As already mentioned, you can use a classifier such as class :: knn, to determine which cluster a new individual belongs to.
The KNN or k-nearest neighbors algorithm is one of the simplest machine learning algorithms and is an example of instance-based learning, where new data are classified based on stored, labeled instances. More specifically, the distance between the stored data and the new instance is calculated by means of some kind of a similarity measure.
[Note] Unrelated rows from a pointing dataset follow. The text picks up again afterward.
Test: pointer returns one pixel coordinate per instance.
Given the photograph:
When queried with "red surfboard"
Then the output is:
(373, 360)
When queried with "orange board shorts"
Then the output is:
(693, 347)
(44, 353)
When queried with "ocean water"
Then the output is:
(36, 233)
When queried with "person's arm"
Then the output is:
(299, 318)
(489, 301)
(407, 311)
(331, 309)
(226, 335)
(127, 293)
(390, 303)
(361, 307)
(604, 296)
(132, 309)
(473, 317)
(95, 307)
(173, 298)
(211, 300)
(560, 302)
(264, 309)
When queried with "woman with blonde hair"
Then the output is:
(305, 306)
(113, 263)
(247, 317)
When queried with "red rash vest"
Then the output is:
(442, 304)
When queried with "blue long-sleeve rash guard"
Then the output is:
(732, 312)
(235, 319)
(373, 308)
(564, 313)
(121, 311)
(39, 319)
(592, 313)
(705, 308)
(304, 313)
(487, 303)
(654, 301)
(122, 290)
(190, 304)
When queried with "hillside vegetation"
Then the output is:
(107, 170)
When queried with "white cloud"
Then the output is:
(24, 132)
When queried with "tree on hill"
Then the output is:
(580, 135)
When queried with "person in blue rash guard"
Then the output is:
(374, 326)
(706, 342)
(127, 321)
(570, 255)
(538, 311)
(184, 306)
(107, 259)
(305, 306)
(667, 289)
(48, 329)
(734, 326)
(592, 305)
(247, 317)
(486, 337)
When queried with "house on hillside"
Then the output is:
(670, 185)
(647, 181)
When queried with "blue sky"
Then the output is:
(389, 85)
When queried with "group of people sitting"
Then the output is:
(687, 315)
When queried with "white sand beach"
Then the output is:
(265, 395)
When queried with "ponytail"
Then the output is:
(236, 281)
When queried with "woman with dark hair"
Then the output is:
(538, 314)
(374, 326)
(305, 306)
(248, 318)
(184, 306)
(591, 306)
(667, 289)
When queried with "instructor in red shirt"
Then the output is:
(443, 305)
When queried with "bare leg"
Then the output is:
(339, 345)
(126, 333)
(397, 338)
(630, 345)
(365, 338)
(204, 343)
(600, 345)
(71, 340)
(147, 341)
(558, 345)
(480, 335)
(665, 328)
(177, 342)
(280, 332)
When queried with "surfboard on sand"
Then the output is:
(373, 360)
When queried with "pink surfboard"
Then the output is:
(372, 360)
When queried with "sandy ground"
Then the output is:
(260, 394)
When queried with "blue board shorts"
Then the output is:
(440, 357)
This similarity measure is typically expressed by a distance measure such as the Euclidean distance.
Next I leave a code as an example for the iris data.
library(scorecard)
library(factoextra)
library(class)
df_iris <- split_df(iris, ratio = 0.75, seed = 123)
d_iris <- dist(scale(df_iris$train[,-5]))
hc_iris <- hclust(d_iris, method = "ward.D2")
fviz_dend(hc_iris, k = 3,cex = 0.5,k_colors = c("#00AFBB","#E7B800","#FC4E07"),
color_labels_by_k = TRUE, ggtheme = theme_minimal())
groups <- cutree(hc_iris, k = 3)
table(groups)
Predict new data
knnClust <- knn(train = df_iris$train[,-5], test = df_iris$test[,-5] , k = 1, cl = groups)
knnClust
[1] 1 1 1 1 1 1 1 1 1 1 1 1 1 1 2 3 2 3 3 3 2 2 2 2 2 3 3 2 2 3 2 2 2 2 2 2 2 2 2
Levels: 1 2 3
# p1 <- fviz_cluster(list(data = df_iris$train[,-5], cluster = groups), stand = F) + xlim(-11.2,-4.8) + ylim(-3,3) + ggtitle("train")
# p2 <- fviz_cluster(list(data = df_iris$test[,-5], cluster = knnClust),stand = F) + xlim(-11.2,-4.8) + ylim(-3,3) + ggtitle("test")
# gridExtra::grid.arrange(p1,p2,nrow = 2)
pca1 <- data.frame(prcomp(df_iris$train[,-5], scale. = T)$x[,1:2], cluster = as.factor(groups), factor = "train")
pca2 <- data.frame(prcomp(df_iris$test[,-5], scale. = T)$x[,1:2], cluster = as.factor(knnClust), factor = "test")
pca <- as.data.frame(rbind(pca1,pca2))
Plot train and test data
ggplot(pca, aes(x = PC1, y = PC2, color = cluster, size = 1, alpha = factor)) +
geom_point(shape = 19) + theme_bw()
You can use this classification and then use LDA to predict which class the new point should fall into.
I face the similar problem and work out a temporal solution.
In my environment R, the function hclust gives the label for the train data.
We can use one supervised learning model to reconnect label and features.
And then we just do the same data processing when we deal with a supervised learning model.
If we face a binary classification model, we can use KS value, AUC value and so on to see the performance of this clustering.
Similarly, we can use PCA method on the feature and extract PC1 as a label.
To binning this label, we get a new label fitted to classification.
In the same way, we do the same processing when we deal with a classification model.
In R, I find PCA method processes much faster than hclust. (Mayank 2016)
In practice, I find this way is easy to deploy the model.
But I suspect whether this temporal solution results in bias on prediction or not.
Ref
Mayank. 2016. “Hclust() in R on Large Datasets.” Stack Overflow. hclust() in R on large datasets.
Why not compute the centroid of the points for each hclust cluster, then assign a new point to the nearest using the same distance function ?
knn in class will only look at nearest n and only allows Euclidean distance.
There's no need to run a classifier.